Learn by Directing AI
Unit 3

Transfer Learning for Match Quality

Step 1: What transfer learning means

The baseline model used TF-IDF for the text columns -- nurse bios and hospital requirement notes. TF-IDF counts word frequencies. It captures that a bio mentions "ICU" or "pediatric" but not what those words mean in context.

Transfer learning takes a different approach. Instead of learning language from scratch on Priya's 2400 records, you adapt a model that has already been trained on billions of words of text. That model already understands language structure, word relationships, and context. You are adapting existing knowledge to a specific task rather than building from nothing.

The comparison makes the value concrete: training a language model from scratch on 2400 records produces a weak understanding of text. Adapting a model that already understands language produces a much stronger one, with less data and less training time. The pretrained model starts from meaningful representations rather than random weights.

Step 2: Load a pretrained model

Direct Claude to load a small pretrained model from Hugging Face -- DistilBERT is a good choice. It is small enough to fine-tune on a single machine but powerful enough to produce useful text representations.

When you provide Claude the context for this step, include what the model will be used for (text component of the matching model), what data it will process (nurse bios and hospital requirement notes), and what the baseline comparison is (TF-IDF). That context shapes the code Claude generates -- without it, Claude may produce generic fine-tuning code that does not connect to your Pipeline.

Step 3: Implement the freezing strategy

Here is where AI direction matters. By default, AI fine-tunes all layers of a pretrained model with a uniform learning rate. That risks catastrophic forgetting -- the pretrained knowledge that makes transfer learning valuable gets overwritten by aggressive updates on a small dataset.

The better approach: freeze the base model and train only the classification head first. The base layers keep their pretrained knowledge. The classification head learns to map those representations to your matching task.

AI commonly generates code that updates all parameters from the start. When you direct Claude to implement fine-tuning, specify the freezing strategy explicitly: freeze the base layers, set requires_grad = False for those parameters, and train only the head. After the head converges, you can selectively unfreeze a few top layers with a lower learning rate if needed.

Step 4: Set up learning rate scheduling

A constant learning rate is a blunt instrument. It either moves too aggressively in early epochs -- overshooting good solutions -- or too conservatively in late epochs -- failing to converge. Learning rate scheduling adapts the rate as training progresses.

A warmup period starts with a very low learning rate and ramps up. This prevents large, destructive updates in the first few epochs when the model is still adjusting. After warmup, cosine annealing gradually reduces the learning rate, allowing fine-grained convergence.

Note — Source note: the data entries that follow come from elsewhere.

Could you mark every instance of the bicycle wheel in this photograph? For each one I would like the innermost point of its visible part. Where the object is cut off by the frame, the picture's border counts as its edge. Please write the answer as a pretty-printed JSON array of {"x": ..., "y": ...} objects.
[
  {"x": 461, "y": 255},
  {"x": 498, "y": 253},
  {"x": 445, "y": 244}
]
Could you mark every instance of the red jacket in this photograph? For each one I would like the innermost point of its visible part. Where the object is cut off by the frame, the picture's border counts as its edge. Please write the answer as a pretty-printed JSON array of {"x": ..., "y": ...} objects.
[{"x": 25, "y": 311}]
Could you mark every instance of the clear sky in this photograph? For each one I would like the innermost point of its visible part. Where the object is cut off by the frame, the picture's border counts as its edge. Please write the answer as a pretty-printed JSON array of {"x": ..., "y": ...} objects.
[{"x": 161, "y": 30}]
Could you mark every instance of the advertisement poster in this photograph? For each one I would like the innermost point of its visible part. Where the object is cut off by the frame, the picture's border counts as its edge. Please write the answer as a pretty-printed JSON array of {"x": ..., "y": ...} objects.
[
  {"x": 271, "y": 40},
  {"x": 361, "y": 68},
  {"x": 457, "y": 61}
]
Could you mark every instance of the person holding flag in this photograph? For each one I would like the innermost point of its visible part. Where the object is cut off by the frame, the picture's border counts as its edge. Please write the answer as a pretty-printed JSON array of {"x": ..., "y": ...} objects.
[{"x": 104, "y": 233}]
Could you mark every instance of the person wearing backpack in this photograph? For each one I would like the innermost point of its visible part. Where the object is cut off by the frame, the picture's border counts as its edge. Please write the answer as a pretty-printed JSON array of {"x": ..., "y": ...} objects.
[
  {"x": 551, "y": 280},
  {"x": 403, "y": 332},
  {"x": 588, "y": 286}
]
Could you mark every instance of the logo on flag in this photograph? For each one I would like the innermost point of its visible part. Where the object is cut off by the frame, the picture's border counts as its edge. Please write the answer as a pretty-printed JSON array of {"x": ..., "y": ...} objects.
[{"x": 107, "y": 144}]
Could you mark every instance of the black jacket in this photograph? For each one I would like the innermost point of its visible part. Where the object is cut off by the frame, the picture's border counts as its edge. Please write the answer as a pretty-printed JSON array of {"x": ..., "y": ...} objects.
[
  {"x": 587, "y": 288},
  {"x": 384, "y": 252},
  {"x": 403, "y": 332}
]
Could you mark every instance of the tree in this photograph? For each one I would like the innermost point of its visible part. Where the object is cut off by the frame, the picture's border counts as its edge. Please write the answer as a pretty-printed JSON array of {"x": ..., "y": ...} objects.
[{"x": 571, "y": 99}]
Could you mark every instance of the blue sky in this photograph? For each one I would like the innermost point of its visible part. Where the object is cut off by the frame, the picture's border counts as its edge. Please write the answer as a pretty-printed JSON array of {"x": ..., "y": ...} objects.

Direct Claude to implement a warmup + cosine schedule. AI applies a default schedule (or none) without considering how the learning rate interacts with the batch size and dataset size. You need to specify the warmup epochs and the decay pattern.

Step 5: Combine and train

The model now has two inputs: tabular features through the scikit-learn Pipeline, and text features through the pretrained model. Combine them at evaluation time -- the Pipeline handles structured data, the pretrained model handles text, and the outputs merge for final predictions.

Train and compare against the baseline. Log both experiments in MLflow with the same metrics so the comparison is direct.

Step 6: Evaluate and explain

The transfer learning model should outperform the baseline on the primary matching metric. The comparison in MLflow shows how much improvement the pretrained text representations provide over TF-IDF.

This is worth understanding in terms Priya would appreciate: "We adapted an existing language model that already understands text -- instead of building that understanding from scratch on your 2400 records. The adapted model produces better match scores because it understands the meaning in nurse bios and hospital notes, not just which words appear."

A stakeholder who hears "we fine-tuned DistilBERT" has learned nothing. A stakeholder who hears "we adapted existing language understanding to your matching problem because building it from scratch would have required far more data" has understood the decision.

✓ Check

Check: The transfer learning model's test performance exceeds the baseline on the primary matching metric. The base model layers are frozen during initial training (verify by checking requires_grad is False for base layers).